A team of researchers at MIT’s McGovern Institute for Brain Research and the Broad Institute of MIT and Harvard
has uncovered an ancient RNA-guided system that could expand the current genome editing toolkit. This discovery, published in Science on February 27, introduces a system called TIGR (Tandem Interspaced Guide RNA) that uses RNA to target specific sites on DNA.
Highly Modular and Programmable: TIGR systems can be reprogrammed to target any DNA sequence, making them highly flexible.
More Compact Than CRISPR: Compared to existing RNA-guided tools like CRISPR, TIGR systems are significantly smaller, making them easier to deliver in therapeutic applications.
No Dependence on PAM Sequences: Unlike CRISPR systems, which require short PAM (Protospacer Adjacent Motif) sequences for targeting, TIGR systems have no such constraint, allowing them to edit any location in the genome.
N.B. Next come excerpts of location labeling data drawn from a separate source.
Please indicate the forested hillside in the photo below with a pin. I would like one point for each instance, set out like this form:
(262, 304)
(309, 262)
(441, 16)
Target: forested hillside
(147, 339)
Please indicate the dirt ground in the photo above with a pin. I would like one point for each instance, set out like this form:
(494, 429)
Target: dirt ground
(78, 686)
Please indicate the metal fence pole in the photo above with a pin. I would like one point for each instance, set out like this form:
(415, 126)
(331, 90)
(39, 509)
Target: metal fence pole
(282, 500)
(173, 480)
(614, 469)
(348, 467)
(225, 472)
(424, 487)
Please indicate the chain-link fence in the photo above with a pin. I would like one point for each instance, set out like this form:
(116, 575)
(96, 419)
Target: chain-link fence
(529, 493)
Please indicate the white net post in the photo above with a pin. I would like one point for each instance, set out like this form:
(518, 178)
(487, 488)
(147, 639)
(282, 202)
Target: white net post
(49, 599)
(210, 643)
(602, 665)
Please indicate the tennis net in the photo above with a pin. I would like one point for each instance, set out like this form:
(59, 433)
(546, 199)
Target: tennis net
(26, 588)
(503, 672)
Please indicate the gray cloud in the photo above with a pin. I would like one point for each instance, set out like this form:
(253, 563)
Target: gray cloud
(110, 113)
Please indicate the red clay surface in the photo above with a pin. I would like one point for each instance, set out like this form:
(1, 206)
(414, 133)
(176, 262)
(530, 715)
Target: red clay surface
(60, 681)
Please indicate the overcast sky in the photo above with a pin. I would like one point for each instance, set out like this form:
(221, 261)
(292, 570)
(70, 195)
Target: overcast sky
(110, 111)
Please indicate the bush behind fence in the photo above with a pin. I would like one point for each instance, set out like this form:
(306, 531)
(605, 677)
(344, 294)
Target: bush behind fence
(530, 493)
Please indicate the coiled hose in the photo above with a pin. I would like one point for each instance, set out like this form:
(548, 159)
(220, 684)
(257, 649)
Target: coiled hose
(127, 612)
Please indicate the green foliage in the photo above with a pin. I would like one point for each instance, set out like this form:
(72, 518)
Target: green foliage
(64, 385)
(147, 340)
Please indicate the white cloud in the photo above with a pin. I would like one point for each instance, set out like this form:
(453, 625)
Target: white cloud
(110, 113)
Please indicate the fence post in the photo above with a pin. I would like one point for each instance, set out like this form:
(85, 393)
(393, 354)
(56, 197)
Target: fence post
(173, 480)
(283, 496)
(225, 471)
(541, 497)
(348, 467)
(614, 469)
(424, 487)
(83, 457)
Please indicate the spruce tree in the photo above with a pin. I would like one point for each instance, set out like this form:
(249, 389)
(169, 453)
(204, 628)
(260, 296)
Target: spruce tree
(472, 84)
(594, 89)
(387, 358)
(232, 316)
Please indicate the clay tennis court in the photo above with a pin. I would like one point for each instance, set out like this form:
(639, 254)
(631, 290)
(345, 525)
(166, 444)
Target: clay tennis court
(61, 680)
Higher Precision: TIGR systems use a dual-guide mechanism, interacting with both strands of the DNA double helix, which enhances targeting accuracy and reduces the risk of unintended modifications.
Led by Feng Zhang, a pioneer in gene-editing research, the team began by searching for proteins that share structural similarities with Cas9, the key enzyme in CRISPR-based genome editing. Using AI-driven deep mining techniques, they scanned hundreds of millions of known and predicted protein structures, searching for those that had RNA-binding properties.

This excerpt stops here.